AMT Patched, Taxpayers Win
Congress passes temporary fix to AMT without Democrat tax increases

WASHINGTON, D.C. – In a victory for taxpayers, last night Congress passed a patch to the Alternative Minimum Tax (AMT), preventing 23 million Americans from being hit with the tax this year.  By waiving Democrat pay-go rules, the temporary tax fix was accomplished without permanently raising other taxes, despite opposition from the majority party.
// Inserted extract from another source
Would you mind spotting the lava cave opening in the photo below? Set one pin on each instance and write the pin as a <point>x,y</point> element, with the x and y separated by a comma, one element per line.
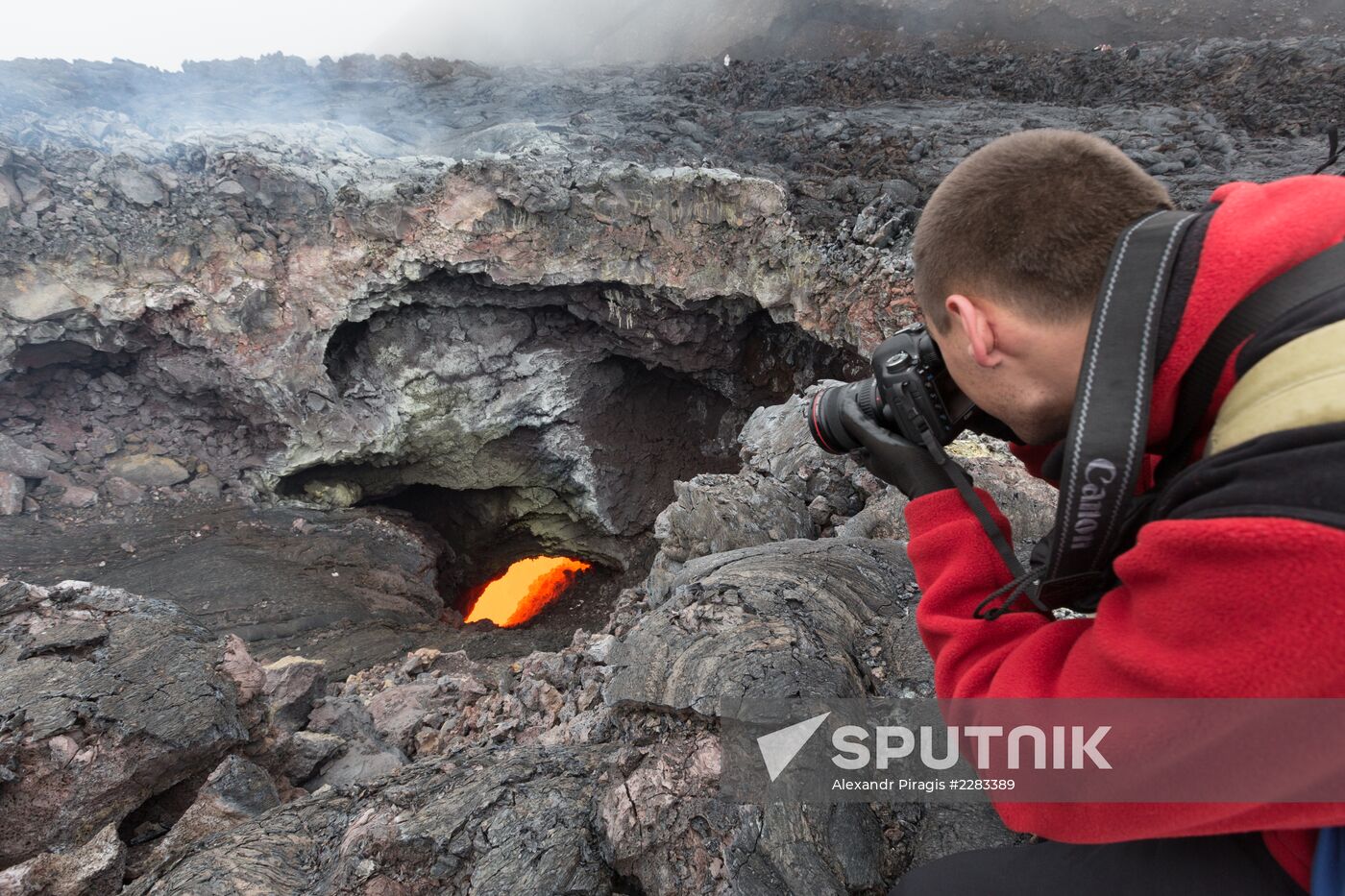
<point>557,430</point>
<point>525,588</point>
Rep. Charles Rangel (D-N.Y.) argued for a surtax of up to 4.6 percent on families earning as little as $150,000 per year.  Several Republican congressmen promoted measures to fix the AMT without raising taxes.    The House Republican Study Committee (RSC) introduced H.R. 3818, the “Taxpayer Choice Act of 2007.”  This bill would repeal the AMT, and implement an optional “simplified income tax” system with a top rate of only 25% (15% for capital gains and qualified dividends).

 “The temporary patch is a major victory for taxpayers, considering the tax hikes Democrats in Congress were pushing,” said Grover Norquist, president of Americans for Tax Reform. “The House Republican Study Committee’s ‘Taxpayer Choice Act’ is a pro-growth way to permanently fix the AMT – by eliminating it.”

The AMT was created by Democrat President Lyndon Johnson as a tax on a handful of Americans with high incomes.  Later, President Clinton raised the AMT from 24 to 28 percent with the help of members of Congress such as Rep. Nancy Pelosi (D-Calif.), Rep. Rangel  and Sen. Reid (D-Nev.). 

“Right now, 40 percent of AMT taxpayers are paying this tax solely because of the 1993 Clinton AMT tax increase.  Raising taxes again will create drag on the economy and will not fix the problem,” continued Norquist. “The next step is to repeal the onerous AMT and replace it with a simplified income tax.”